The Writer's Voice
More than anything else that a writer does, their Voice tells the reader who they are. Why do readers care as long as its a good story? Good question. Readers want to know that the author knows what he or she is talking about. They not only want a good story, but an authentic one. They want an author who speaks in a language that they both understand and feel comfortable with. So how does one achieve this?
In a word? Experience. We all have different life experiences which give us that unique perspective on our subjects. We all see life through our own lenses. We all speak our own language with all of its nuances, accents and inflections. These are what give a writer his voice.
In my own work, most of the time my main character will speak as I speak, will see the world pretty much as I see it, or sometimes as I want to see it. He will speak from a poor or middle class background because that is my background. He will often have some military experience because I gave ten years of my life to Uncle Sam and that is one of the filters that I view the world through. He will likely be a westerner either born or transplanted because I grew up in the west and have an understanding of it.
The topics and themes that a writer chooses will also contribute to his or her voice. Again, I draw heavily on my own experience. I grew up listening to my grandfather's tales of horses and cattle, of blizzards and sandstorms, snow capped peaks and blistering deserts.
Later, I spent two years in Yuma, and a summer south of Tucson. I've hiked the forests around Flagstaff and peered into the depths of the Grand Canyon. I've been to Yellowstone, Jackson Hole and Cody. I've crossed the Tetons and explored the Sierras. I've hiked alone on foot through Apache Pass and into Fort Bowie in mid-July.

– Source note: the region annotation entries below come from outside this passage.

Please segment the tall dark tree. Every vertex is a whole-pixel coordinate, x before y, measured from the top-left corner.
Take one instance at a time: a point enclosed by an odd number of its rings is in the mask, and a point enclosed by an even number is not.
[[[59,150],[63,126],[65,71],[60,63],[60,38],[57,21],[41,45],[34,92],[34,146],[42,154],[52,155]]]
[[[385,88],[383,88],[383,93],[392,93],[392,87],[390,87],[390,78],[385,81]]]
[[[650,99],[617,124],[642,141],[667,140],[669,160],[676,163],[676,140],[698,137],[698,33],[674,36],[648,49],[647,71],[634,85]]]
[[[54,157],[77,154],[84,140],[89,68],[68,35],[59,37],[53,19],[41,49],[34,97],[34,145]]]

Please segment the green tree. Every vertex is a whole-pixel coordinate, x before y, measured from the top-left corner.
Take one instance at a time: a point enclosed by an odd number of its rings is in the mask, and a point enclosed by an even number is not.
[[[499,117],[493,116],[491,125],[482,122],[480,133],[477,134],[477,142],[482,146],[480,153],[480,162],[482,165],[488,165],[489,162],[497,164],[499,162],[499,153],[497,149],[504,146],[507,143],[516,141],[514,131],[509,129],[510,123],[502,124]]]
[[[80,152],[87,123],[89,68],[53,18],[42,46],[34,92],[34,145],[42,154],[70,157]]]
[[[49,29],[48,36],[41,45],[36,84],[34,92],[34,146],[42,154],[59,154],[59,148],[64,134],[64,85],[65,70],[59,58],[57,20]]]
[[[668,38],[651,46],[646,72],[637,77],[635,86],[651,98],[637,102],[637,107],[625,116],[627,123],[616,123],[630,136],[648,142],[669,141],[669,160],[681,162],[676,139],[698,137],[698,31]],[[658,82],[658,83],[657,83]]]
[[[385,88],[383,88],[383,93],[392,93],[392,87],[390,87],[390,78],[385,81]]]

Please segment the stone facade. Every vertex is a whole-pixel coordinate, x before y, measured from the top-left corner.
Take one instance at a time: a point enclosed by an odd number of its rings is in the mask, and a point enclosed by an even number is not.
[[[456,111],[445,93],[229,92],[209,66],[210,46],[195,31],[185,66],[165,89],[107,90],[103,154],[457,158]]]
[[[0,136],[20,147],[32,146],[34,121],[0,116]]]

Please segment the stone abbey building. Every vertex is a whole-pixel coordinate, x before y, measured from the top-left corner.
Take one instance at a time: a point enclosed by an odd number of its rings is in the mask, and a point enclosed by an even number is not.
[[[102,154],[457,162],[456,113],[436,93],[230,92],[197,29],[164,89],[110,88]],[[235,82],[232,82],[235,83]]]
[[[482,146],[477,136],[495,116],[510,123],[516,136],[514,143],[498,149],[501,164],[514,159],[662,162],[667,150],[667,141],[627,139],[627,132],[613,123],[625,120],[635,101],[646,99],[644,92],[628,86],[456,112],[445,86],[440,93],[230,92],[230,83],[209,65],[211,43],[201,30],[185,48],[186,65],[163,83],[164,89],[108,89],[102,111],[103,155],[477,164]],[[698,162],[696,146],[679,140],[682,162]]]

I've walked the streets of Tombstone and sipped a beer in the Crystal Palace. I've been to Cochise's Stronghold, high in the heavily forested Chiricahua Mountains, and to Geronimo's in the beautifully stark and boulder-strewn Dragoons. I love the land in all these locations and often incorporate it into my stories. You'll find many a western setting, or western people and their particular morals and mores. Its part of who I am and I let it flow freely in my writing.
I spent a couple of years riding the Southwest RCA rodeo circuit. I spent my free time hanging out with Stock Contractors, cowboys and buckle bunnies and enjoy writing about the characters and events I have seen. In my travels, I picked up a good deal of the language and that, too, comes through in my writing.
Finally, there is the meter and word choice in my scribblings which says as much about me as what I write. I'm not one for flowery phrases and occult meanings. Like the cowboys and construction workers I grew up around, I tend to be direct and simple. This too, is a part of my voice. I'm thankful that this is a choice that I make. I can and have sat shoulder to shoulder with millionaires, politicians, captains of industry, Hollywood glitterati and even a duchess. I can hold my own in that society, but I'm much more comfortable with my buddies behind the bucking chutes and so that is how I speak in daily life and it comes through in my writing.